The Chinchorro mummies are the oldest artificially mummified human remains ever found — at least 2,000 years older than the Egyptian mummies. Created by the Chinchorro people, a coastal fishing culture that lived along the Atacama coast between roughly 7000 and 1500 BC, the mummies were discovered in and around Arica in northern Chile. In 2021, the Chinchorro sites were designated a UNESCO World Heritage Site.

The Mummification

Unlike Egyptian mummification, which was reserved for elites, the Chinchorro mummified everyone — men, women, children, and even fetuses. The process evolved over millennia through several distinct techniques: black mummies (the oldest, with the skin stripped, skeleton reinforced with sticks, and covered in black manganese paste), red mummies (skin left on, internal organs removed and replaced with clay, painted in red ochre), and mud-coated mummies (the simplest, later technique).

Why a pre-ceramic fishing culture with no written language developed the world's most sophisticated preservation of the dead remains debated. The extreme dryness of the Atacama naturally preserved some bodies, which may have inspired intentional mummification. The practice suggests a complex relationship with death and ancestors that lasted over 4,000 years.

Where to See Them

Museo de Sitio Colon 10: In downtown Arica, this museum was built around a site where Chinchorro mummies were discovered during construction in 2004. Several mummies are displayed in situ — exactly where they were found, meters below the modern city. The museum is small but powerful. The preservation is remarkable — you are looking at 7,000-year-old human remains.

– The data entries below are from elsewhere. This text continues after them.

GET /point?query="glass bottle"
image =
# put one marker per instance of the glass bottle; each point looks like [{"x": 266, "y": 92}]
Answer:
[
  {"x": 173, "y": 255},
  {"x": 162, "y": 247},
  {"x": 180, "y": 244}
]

Museo Arqueologico San Miguel de Azapa: In the Azapa Valley, 12 kilometers from Arica. The most comprehensive collection of Chinchorro artifacts — mummies, tools, fishing equipment, textiles, and detailed explanations of the different mummification techniques. The museum covers the full sweep of pre-Columbian cultures in northern Chile, but the Chinchorro collection is the centerpiece.

The UNESCO Designation

The 2021 World Heritage inscription covers three sites: the Faldeo Norte del Morro de Arica (the cliff face where many mummies were found), the Museo Colon 10, and the Museo de Azapa. The designation recognized both the archaeological significance and the extreme antiquity of the practice — the Chinchorro began mummifying their dead around 5000 BC, roughly two millennia before the earliest Egyptian examples.

Practical Information

Museo de Sitio Colon 10: Central Arica, on Calle Colon. Small entry fee. Open Tuesday-Sunday. Allow 30-45 minutes.

Museo de Azapa: In the Azapa Valley, 12 km from Arica center. Take a colectivo (shared taxi) from Arica or drive. Larger museum, allow 1-2 hours. Small entry fee.

Best combined with: The Morro de Arica (the cliff above the city where many mummies were found, now a park and War of the Pacific museum) and the Azapa Valley's olive groves and agricultural landscape.